As my friend told me this, tears welled up in my eyes. My heart broke for my daughter. I had not realized that she was feeling this way. Although they were not talking derogatory about these feelings, they were just expressing that they felt like didn’t quite fit it.
My mind flashed to how I have been feeling lately and that word hit the nail on the head. Misfit. That is exactly how I have been feeling about myself. I don’t know my place. I don’t know my role. I don’t fit in with the marrieds, I don’t fit in with the singles. I relate to both, but don’t quite fit in. I don’t own my home, I am renting… I don’t fit in with the neighborhood. I don’t know how long we will be here… I have a hard time putting down roots in the ward or school. I am brand new to marriage with someone new… I don’t know quite where my place is as a wife, mother, step mother… who comes first? Where do my needs fall. Misfit misfit misfit. I had gotten really comfortable as being the single mom in South Jordan managing life on my own and being in the comfortable nest that I was. However, shaking life up, giving my ex the house, moving to a new area, new school, new ward, new social scene, new husband, new life, new expectations… misfit misfit misfit. My struggle with my new life and where I fit in has really put me in a funk.
I suddenly felt so selfish. I have been having my own little pity party and feeling like a misfit myself. that I had no idea that my children could be having those same feelings.
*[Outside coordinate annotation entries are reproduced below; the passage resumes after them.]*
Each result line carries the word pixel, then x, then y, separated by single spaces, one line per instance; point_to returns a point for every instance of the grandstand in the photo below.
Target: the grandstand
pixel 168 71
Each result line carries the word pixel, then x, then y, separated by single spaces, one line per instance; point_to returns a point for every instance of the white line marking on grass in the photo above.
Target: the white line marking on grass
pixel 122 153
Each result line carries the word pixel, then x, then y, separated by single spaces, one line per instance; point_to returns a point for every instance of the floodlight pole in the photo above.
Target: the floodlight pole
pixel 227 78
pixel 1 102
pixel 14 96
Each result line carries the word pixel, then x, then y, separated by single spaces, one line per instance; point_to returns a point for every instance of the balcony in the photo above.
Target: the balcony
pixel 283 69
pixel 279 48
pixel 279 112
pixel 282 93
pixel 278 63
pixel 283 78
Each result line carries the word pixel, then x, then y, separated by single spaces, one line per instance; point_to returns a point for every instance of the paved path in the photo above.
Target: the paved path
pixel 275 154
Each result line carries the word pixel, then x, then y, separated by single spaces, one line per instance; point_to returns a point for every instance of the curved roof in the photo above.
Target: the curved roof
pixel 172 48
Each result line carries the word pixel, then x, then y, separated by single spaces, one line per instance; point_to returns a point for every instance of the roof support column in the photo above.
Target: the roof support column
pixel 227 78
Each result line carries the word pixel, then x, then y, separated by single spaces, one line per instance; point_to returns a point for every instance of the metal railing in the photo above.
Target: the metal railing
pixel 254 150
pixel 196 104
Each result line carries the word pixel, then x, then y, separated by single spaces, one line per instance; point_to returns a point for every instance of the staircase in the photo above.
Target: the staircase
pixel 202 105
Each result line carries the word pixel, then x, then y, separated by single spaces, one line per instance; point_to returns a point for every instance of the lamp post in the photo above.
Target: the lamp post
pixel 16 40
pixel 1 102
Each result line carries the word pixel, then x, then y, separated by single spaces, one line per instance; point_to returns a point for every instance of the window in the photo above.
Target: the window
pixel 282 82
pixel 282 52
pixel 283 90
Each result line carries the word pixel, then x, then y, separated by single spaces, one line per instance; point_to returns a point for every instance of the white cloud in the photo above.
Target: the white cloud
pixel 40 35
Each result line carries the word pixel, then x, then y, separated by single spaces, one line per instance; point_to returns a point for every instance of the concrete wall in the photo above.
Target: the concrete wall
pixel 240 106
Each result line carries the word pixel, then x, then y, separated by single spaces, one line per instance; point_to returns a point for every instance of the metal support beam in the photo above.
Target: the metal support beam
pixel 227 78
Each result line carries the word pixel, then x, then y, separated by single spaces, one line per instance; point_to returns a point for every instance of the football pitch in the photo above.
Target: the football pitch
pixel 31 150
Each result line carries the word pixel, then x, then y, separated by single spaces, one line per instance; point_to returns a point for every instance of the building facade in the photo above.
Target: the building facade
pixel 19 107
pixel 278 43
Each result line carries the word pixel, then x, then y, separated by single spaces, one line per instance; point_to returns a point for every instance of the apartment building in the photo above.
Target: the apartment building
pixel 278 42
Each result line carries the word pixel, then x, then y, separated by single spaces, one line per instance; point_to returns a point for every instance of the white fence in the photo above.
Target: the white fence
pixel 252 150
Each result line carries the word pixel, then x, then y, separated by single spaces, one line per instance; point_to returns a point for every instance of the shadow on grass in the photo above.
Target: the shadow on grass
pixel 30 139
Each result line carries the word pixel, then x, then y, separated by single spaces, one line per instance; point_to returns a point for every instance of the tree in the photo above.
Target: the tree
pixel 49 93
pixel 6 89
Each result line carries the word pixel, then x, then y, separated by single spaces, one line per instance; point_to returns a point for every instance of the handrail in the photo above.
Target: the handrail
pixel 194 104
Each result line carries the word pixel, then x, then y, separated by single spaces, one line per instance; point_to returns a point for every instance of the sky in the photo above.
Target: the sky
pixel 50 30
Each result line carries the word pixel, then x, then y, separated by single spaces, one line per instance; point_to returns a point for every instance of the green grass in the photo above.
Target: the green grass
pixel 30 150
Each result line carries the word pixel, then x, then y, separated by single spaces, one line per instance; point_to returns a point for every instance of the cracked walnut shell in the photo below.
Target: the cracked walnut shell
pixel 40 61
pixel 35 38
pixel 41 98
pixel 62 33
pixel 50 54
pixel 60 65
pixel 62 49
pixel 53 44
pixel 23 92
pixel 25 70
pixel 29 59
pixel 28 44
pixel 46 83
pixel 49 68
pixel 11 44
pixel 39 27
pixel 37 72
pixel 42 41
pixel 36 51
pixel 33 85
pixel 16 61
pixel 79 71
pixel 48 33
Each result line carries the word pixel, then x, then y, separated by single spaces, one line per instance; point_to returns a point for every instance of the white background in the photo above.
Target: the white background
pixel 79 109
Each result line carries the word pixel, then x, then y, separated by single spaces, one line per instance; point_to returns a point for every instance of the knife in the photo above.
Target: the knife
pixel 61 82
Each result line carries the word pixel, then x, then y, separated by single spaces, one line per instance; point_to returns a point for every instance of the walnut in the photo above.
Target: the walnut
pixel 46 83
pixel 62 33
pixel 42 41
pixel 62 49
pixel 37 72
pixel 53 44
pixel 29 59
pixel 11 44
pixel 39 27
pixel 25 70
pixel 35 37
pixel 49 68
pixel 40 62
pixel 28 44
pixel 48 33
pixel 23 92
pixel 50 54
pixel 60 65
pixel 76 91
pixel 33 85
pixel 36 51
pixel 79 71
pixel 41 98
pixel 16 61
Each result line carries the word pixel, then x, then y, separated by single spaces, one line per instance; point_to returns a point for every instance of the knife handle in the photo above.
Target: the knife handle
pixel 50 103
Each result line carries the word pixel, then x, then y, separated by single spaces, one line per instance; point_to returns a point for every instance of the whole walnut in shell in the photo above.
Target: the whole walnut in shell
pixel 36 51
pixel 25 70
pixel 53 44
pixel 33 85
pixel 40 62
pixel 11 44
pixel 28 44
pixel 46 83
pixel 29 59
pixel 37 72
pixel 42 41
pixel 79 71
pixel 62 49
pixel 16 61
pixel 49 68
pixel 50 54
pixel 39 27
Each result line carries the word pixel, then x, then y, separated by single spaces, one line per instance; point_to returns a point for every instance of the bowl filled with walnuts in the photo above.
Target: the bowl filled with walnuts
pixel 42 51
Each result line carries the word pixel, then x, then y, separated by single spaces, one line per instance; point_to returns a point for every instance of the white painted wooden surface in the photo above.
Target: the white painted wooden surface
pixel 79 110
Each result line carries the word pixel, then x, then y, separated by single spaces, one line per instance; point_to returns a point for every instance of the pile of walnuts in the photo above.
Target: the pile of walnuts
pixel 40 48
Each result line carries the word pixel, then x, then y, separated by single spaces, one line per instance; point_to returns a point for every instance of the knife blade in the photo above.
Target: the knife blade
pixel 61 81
As much as I have been trying to get my children to be comfortable and happy in their environment, I realize that they are still having some issues. It has been so hard for Kyra to be in an area that is away from all that she knows. She has left behind her friends and her school mates. She has left behind her comfortable home and life there. She is struggling with her food allergies and having to retrain friends, teachers and people at school. She is troubled that she can’t have every thing that she wants. She does struggle that most of my time is focused on the boys who require a large portion of my attention or on things with the home. We still do things together, but not as much.
I once again feel like a bit of a crummy mom. I am simply not cutting it right now. I am not able to do all that I need to do to meet her needs. I know that she is getting older and that she will get to be more independent. I know that she will be able to handle more things, I just wish that I was a better mom. I need to focus more on what is good for them and not wallow in my own self pity.
So…. we made a valentines box to make all things ok. Well…. I did it because I really really needed a drop of awesome in my bucket and Kyra really needed a moment for her. It actually turned out really cute. I think we both needed this.